La tensión no es solo un pleito de pasillos. Cuando un equipo de gobierno funciona a tirones, los servicios que la gente necesita —agua, seguridad, obras públicas— corren el riesgo de sufrir retrasos o cambios bruscos de prioridad. Habitantes de la zona metropolitana comentan que las obras en colonias populares han bajado el ritmo y que la comunicación oficial se vuelve contradictoria, algo que constató este medio al revisar comunicados y declaraciones públicas.
¿Qué dicen las fuentes? Funcionarios cercanos a la administración consultados por este diario reconocen que hay disputas sobre nombramientos, estrategia política y control de redes sociales. Milenio publicó que algunas áreas clave han quedado sin conducción clara mientras se resuelven diferencias internas. Desde Movimiento Ciudadano, según allegados al partido, existe preocupación por el desgaste público: la coyuntura estatal coincide con decisiones presupuestales y la preparación de políticas públicas que requieren coordinación.
Para entender el efecto en lo cotidiano, tomemos un ejemplo simple: si la secretaría que coordina obras públicas cambia prioridades por motivos políticos, una colonia que esperaba la reparación de drenaje puede quedarse esperando un semestre más. Eso deriva en problemas de salud, menor valor de vivienda y más gasto familiar. No es una abstracción; es lo que relatan vecinos y líderes comunitarios en Guadalupe y Apodaca.
El panorama tampoco es homogéneo. Hay funcionarios que mantienen ritmo y proyectos en marcha, y hay logros que el gobierno puede mostrar en movilidad y algunos programas sociales. La postura de este diario es clara: reconocer avances y al mismo tiempo señalar riesgos. Por eso es urgente una salida institucional que priorice la gobernabilidad y el bienestar ciudadano.
¿Qué opciones hay sobre la mesa? Fuentes del partido sostienen que una vía es la mediación interna, con la intervención de dirigencia nacional de Movimiento Ciudadano para delimitar responsabilidades y recuperar una agenda pública coherente. Otra opción, clásica pero imperfecta, es la rotación de cargos para recomponer equipos. Cualquiera que sea la salida, su éxito medirá cuánto se prioriza la gestión frente a los intereses personales.

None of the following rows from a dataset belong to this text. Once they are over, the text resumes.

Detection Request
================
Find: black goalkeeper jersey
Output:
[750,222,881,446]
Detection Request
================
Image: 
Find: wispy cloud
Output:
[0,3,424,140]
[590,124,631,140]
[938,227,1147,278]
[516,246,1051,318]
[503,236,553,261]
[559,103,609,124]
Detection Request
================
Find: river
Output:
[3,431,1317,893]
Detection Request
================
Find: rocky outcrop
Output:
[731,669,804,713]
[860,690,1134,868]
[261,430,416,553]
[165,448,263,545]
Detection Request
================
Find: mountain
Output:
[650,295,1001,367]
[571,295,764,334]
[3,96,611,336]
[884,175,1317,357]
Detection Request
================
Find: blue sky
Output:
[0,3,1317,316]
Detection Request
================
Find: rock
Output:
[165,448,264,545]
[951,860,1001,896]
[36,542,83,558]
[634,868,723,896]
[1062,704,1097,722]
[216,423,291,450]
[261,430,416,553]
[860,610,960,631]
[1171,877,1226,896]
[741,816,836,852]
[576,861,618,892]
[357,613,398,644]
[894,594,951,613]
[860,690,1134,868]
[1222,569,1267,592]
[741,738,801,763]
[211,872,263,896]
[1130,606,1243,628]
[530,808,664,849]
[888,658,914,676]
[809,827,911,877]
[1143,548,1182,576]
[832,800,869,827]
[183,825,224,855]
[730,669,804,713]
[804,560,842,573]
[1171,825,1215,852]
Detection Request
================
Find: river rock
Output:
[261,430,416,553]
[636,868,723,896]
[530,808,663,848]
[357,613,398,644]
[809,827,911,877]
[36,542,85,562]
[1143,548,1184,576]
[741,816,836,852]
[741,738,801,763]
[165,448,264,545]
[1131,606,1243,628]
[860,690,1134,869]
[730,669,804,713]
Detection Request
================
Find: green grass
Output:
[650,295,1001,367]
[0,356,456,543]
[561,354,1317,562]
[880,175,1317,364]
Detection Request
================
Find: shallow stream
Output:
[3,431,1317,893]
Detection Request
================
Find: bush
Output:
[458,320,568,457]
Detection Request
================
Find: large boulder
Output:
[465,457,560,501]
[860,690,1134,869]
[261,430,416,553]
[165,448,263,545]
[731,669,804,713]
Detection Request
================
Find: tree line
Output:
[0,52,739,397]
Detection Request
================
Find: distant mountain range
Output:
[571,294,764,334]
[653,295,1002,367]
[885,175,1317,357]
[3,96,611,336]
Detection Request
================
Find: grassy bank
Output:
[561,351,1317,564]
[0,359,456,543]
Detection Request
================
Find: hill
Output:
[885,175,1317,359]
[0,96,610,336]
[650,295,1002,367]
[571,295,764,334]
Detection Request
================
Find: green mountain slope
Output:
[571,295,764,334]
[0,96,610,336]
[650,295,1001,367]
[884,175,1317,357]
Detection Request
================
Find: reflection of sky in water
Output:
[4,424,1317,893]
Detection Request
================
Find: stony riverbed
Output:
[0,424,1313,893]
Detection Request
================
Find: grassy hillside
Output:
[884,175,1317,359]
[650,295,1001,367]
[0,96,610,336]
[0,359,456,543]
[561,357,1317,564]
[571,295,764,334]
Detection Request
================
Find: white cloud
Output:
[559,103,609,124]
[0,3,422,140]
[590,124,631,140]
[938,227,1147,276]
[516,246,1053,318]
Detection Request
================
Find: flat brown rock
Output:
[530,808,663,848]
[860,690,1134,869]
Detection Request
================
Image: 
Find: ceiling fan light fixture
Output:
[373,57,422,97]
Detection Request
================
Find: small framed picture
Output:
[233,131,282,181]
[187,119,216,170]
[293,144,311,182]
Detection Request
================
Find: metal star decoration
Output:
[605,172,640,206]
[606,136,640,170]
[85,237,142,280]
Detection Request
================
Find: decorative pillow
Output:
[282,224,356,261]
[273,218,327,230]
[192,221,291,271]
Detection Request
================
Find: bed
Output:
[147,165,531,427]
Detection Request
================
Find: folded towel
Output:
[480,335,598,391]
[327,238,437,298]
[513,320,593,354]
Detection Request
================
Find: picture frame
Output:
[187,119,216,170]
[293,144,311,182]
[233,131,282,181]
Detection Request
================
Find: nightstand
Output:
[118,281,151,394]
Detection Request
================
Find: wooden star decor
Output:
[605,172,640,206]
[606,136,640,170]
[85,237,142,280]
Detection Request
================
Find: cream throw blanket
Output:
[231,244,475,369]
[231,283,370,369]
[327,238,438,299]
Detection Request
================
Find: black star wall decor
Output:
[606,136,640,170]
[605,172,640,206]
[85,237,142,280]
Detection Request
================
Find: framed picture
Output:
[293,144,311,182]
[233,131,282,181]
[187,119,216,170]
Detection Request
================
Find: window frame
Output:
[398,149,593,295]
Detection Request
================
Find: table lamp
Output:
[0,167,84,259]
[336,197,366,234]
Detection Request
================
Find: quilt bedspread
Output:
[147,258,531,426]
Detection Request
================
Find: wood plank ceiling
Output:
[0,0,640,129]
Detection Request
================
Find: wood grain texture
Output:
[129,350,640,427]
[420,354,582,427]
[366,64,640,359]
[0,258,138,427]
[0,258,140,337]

En este contexto, la ciudadanía tiene un papel activo: exigir transparencia en decisiones presupuestales, fiscalizar obras y participar en foros locales. Organizaciones civiles han convocado ya a mesas de diálogo y revisión ciudadana, mientras que especialistas en administración pública recomiendan auditorías puntuales para evitar que la crisis interna se traduzca en daños permanentes a servicios esenciales.
En resumen, la disputa entre Samuel García y Mariana Rodríguez trasciende lo personal y se instala en la agenda pública. Según El Norte y otras fuentes consultadas, lo que viene es una prueba para Movimiento Ciudadano y para la capacidad del gobierno estatal de priorizar la gestión frente al ruido político. Para los ciudadanos, el desafío es que esa prueba no cueste servicios ni calidad de vida.
Fuentes: Milenio, El Norte, testimonios de vecinos y funcionarios consultados por este diario.